Ternary SNARE complexes were formed by mixing syntaxin, SNAP25 and VAMP2 proteins with 3:4:5 molar ratios in 25 mM HEPES, 150 mM NaCl, 2mM TCEP, pH 7.7 and incubating the mixture at 4 °C for 30mins. Formation of the ternary complex was confirmed by SDS polyacrylamide gel electrophoresis. Excessive SNARE monomers or binary complexes were removed from the ternary complex by further purification through Ni-NTA resin using the His-Tag on the SNAP25 molecule. Middle intramolecular crosslinking around the −6-layer occurred at 34°C, 300rpm, 16 h at a low concentration in 100 mM phosphate buffer, 0.5 M NaCl, pH 8.5 without TCEP. Then the 2,260-bp DNA handle containing an activated thiol group at its 5’ end was added to the solution of SNARE complex, which was just concentrated to more than 70 μM, with a SNARE complex to DNA handle molar ratio of 20:1. Intermolecular crosslinking occurred in open air between VAMP2 and the DNA handle, respectively, in 100 mM phosphate buffer, 0.5 M NaCl, pH 8.5. The DNA handle also contains two digoxigenin moieties at the other end. Both the thiol group and Digoxigenin moieties on the handle were introduced in the PCR reaction through PCR primers. The excess of SNARE complexes in the crosslinking mixture was removed after the SNARE complex-DNA conjugates were bound to the anti-digoxigenin coated beads.

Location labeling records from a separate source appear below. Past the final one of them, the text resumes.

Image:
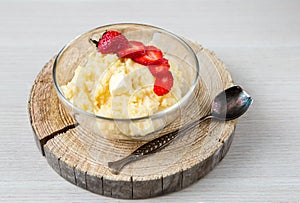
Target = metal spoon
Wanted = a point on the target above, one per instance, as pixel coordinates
(227, 105)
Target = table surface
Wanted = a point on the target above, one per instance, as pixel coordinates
(258, 40)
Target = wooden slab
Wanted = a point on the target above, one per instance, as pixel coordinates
(81, 157)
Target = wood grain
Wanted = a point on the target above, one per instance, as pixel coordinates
(259, 42)
(74, 151)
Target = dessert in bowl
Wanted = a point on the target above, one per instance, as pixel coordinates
(126, 81)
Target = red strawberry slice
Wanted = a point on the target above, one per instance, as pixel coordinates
(133, 50)
(111, 42)
(163, 85)
(152, 56)
(161, 69)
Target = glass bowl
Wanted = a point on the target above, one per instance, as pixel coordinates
(175, 49)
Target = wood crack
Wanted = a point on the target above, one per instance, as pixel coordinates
(44, 140)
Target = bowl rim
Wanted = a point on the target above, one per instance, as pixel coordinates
(152, 116)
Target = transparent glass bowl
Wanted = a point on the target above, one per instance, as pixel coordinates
(174, 49)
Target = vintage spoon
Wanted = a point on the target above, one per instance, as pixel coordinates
(227, 105)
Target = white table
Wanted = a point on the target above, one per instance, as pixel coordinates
(258, 40)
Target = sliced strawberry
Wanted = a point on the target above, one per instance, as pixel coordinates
(133, 50)
(161, 69)
(152, 56)
(163, 85)
(111, 42)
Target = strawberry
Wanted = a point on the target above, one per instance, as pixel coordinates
(152, 56)
(111, 42)
(133, 50)
(163, 84)
(161, 69)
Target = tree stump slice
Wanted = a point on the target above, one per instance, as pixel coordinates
(81, 157)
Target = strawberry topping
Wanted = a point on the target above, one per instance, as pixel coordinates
(111, 42)
(133, 50)
(163, 85)
(152, 57)
(161, 69)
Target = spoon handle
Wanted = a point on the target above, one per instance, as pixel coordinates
(151, 147)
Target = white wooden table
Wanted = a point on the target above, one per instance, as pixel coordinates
(258, 40)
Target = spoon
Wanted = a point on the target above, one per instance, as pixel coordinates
(227, 105)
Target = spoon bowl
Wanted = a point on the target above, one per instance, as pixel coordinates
(231, 103)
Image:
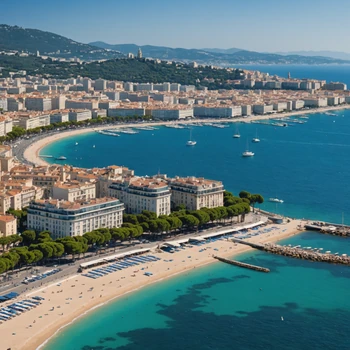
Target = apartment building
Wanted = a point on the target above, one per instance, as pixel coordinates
(140, 194)
(196, 193)
(64, 218)
(8, 225)
(169, 114)
(74, 190)
(80, 115)
(38, 104)
(30, 121)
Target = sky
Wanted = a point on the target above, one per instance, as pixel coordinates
(257, 25)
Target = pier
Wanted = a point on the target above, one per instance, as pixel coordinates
(240, 264)
(299, 253)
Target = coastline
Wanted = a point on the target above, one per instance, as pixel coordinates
(37, 326)
(31, 153)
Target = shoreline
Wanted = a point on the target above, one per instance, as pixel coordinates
(31, 153)
(38, 334)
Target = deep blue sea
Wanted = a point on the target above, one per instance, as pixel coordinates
(306, 165)
(223, 307)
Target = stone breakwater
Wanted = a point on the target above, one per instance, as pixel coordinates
(300, 253)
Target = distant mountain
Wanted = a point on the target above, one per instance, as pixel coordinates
(226, 51)
(13, 38)
(219, 57)
(331, 54)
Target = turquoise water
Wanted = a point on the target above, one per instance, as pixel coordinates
(306, 165)
(220, 306)
(225, 307)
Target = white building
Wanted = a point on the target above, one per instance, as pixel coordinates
(63, 218)
(75, 190)
(28, 121)
(196, 193)
(80, 115)
(168, 114)
(140, 194)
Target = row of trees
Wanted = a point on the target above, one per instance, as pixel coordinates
(18, 132)
(39, 247)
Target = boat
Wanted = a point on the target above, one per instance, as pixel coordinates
(256, 139)
(247, 153)
(276, 200)
(191, 142)
(236, 135)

High-resolution optical tweezers experiments

The high-resolution dual-trap optical tweezers were built by splitting a 1064 nm infrared laser (Spectra Physics) with orthogonal polarization. The optical tweezers were installed on the basement of the Molecular Imaging System in National Facility for Protein Sciences Shanghai with concrete background to isolate from the low-frequency vibration. The instrument was isolated from all the environmental noise including the fan from the laser controller, and all the operation were performed outside the isolated room after the samples were loaded to the microfluidics. Specifically, one trap was kept fixed, while the other is steered by a piezo mirror (MadCity labs). Experiments were carried out at room temperature (22 °C) in the HEPES buffer (25 mM of HEPES, 50 mM NaCl, 0.02% CA630, pH 7.4), supplemented with oxygen scavenging system^{32, 44} Two types of beads are treated separately. The first anti-digoxigenin antibody-coated polystyrene bead (diameter 2.12 um) suspension was mixed with an aliquot of the mixture (crosslinked DNA handle and the SNARE complex), and the first bead is held in the right optical trap; the second bead (diameter 1.76 um) coated with Streptavidin, was subsequently captured in another optical trap and brought close to the first bead to form the protein-DNA tether between two beads. Data were acquired at 20 kHz, mean-filtered online to 10 kHz, and saved on a hard disk for further analysis. In the pullingrelaxation experiment, single SNARE complexes were pulled (relaxed) by increasing (decreasing) the separation between the two optical traps at a constant speed of 10 nm/sec.